Les Japonais d’une autre classe, les lettrés, les critiques, collaborateurs estimés des Revues américaines, lui en veulent un peu de ses préférences, tout en reconnaissant qu’il est l’Occidental qui les a le mieux compris. Ils lui reprochent de ne pas les suivre assez dans les sentiers de la vie moderne, de rétrograder trop volontiers vers les régions légendaires d’un Japon mystique[1], au lieu d’aborder la psychologie actuelle et vivante, comme il fit par exemple en écrivant la petite nouvelle, petite par le nombre de pages, grande par le sujet : À la Station du Chemin de fer. La voici en quelques mots :

Un criminel a été arrêté après s’être dérobé plusieurs années aux recherches de la police ; il doit être jugé pour meurtre à Kumamalo, et un officier de police va au train de midi le recevoir. Il y a foule ; on redoute quelque violence, car la population de Kumamato n’est pas endurante et la victime était très aimée dans cette ville.

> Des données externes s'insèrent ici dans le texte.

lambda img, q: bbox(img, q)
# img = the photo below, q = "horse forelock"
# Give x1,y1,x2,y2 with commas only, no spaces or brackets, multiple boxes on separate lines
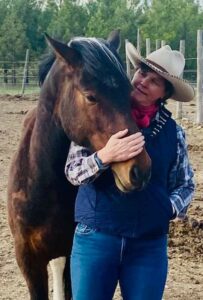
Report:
68,37,130,88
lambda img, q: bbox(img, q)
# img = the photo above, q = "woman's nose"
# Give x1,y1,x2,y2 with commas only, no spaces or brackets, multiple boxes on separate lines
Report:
140,77,149,86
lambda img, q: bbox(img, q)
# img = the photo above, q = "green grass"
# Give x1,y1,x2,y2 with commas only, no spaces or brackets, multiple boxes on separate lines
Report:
0,85,39,95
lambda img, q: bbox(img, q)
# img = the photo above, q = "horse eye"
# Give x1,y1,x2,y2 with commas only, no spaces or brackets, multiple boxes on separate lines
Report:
87,95,97,102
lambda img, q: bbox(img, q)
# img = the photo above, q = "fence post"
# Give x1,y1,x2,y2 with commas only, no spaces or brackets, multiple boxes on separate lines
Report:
156,40,161,50
21,49,29,95
196,30,203,123
161,40,166,47
125,39,131,79
146,38,151,56
176,40,185,119
137,28,141,55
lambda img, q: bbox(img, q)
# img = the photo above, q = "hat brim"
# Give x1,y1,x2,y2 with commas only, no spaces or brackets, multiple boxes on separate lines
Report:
126,41,195,102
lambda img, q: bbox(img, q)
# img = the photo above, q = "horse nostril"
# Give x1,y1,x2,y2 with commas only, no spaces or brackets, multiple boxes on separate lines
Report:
131,166,151,190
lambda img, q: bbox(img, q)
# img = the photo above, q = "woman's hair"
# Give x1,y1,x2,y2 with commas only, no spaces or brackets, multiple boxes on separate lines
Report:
137,62,174,103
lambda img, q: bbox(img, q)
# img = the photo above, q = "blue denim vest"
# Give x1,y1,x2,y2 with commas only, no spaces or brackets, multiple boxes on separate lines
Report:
75,113,177,238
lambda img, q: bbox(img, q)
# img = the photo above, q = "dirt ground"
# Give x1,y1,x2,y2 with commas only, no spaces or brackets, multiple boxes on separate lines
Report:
0,95,203,300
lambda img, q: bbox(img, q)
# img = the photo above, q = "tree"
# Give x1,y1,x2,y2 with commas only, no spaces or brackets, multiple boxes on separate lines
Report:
48,0,88,41
0,11,29,61
86,0,143,58
141,0,203,66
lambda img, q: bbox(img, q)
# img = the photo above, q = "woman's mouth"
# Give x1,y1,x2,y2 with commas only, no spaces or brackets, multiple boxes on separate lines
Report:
135,86,147,96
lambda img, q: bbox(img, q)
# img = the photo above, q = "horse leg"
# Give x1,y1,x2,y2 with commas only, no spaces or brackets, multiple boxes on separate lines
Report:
49,257,66,300
16,245,49,300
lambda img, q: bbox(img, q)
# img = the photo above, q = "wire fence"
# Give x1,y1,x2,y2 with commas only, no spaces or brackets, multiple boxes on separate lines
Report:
0,58,197,94
0,61,39,94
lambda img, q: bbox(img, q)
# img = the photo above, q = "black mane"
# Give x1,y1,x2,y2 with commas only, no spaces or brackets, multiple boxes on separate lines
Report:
39,37,129,87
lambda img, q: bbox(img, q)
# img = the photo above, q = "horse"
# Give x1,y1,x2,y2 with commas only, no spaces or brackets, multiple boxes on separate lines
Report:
8,32,151,300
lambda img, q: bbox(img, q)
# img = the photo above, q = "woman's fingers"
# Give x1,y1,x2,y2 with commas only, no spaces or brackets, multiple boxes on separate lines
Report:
111,128,128,139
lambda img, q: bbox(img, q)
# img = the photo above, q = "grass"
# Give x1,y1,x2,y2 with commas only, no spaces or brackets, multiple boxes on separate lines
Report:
0,85,39,95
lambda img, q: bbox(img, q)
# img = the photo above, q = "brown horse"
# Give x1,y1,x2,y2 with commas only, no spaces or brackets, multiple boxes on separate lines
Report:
8,32,150,300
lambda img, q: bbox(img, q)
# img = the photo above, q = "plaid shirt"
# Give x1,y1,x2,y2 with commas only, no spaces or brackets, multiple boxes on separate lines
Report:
65,125,194,218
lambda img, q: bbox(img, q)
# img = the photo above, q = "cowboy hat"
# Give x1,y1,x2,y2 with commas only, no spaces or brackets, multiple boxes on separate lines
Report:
126,41,195,102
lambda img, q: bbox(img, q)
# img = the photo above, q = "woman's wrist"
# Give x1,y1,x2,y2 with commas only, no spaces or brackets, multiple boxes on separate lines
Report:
94,152,108,170
96,149,110,165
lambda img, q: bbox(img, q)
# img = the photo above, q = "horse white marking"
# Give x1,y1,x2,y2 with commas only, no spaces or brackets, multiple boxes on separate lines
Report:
49,257,66,300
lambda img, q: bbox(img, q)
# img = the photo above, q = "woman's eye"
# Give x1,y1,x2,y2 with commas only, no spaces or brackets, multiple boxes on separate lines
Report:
87,95,97,102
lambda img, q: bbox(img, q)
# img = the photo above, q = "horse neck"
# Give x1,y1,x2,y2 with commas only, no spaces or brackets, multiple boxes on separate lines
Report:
30,64,70,176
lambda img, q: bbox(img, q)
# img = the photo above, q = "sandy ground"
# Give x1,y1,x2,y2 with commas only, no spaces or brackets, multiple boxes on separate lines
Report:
0,95,203,300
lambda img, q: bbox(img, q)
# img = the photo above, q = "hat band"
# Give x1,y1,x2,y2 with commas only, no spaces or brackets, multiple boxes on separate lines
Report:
146,59,168,73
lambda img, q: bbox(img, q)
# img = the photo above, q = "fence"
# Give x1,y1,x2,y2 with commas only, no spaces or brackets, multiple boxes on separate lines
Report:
0,52,39,93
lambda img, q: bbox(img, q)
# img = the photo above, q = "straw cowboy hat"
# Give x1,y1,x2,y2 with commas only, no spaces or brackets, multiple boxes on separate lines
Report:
126,41,195,102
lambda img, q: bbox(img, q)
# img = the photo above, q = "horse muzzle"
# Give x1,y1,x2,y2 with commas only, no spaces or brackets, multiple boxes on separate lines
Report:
112,152,151,192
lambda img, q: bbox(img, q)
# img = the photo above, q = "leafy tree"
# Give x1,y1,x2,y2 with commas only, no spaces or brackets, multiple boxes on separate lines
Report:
141,0,203,67
48,0,88,41
0,11,29,61
86,0,143,58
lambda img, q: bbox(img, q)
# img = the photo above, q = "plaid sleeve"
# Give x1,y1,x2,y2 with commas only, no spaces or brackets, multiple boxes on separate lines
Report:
169,125,195,218
65,142,107,185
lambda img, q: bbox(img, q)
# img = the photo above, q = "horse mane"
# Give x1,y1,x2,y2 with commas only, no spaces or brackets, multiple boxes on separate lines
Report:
39,37,129,87
38,51,56,86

Le prisonnier descend du train sous bonne garde, les mains liées, derrière le dos, et il se produit une poussée formidable pour le voir ; mais, du geste, l’officier de police, écarte la multitude, en appelant un nom, et aussitôt une toute petite femme, un enfant sur le dos, s’avance. C’est la veuve de l’homme assassiné, l’enfant qu’elle porte est son fils. Dans l’espace resté vide autour de l’assassin, elle se tient immobile au milieu d’un silence de mort. L’officier parle, non pas à elle, mais à l’enfant ; il lui dit : — Petit, cet homme a tué ton père, il y a quatre ans ; tu n’étais pas né, tu étais encore dans le sein de ta mère. Si tu n’as plus de père à aimer, c’est Ta faute de cet homme. Regarde-le, regarde-le bien. N’aie pas peur…

Et mettant la main sous le menton du meurtrier, il le force à lever la tête.

  1. In Ghostly Japan, 1 vol. Boston.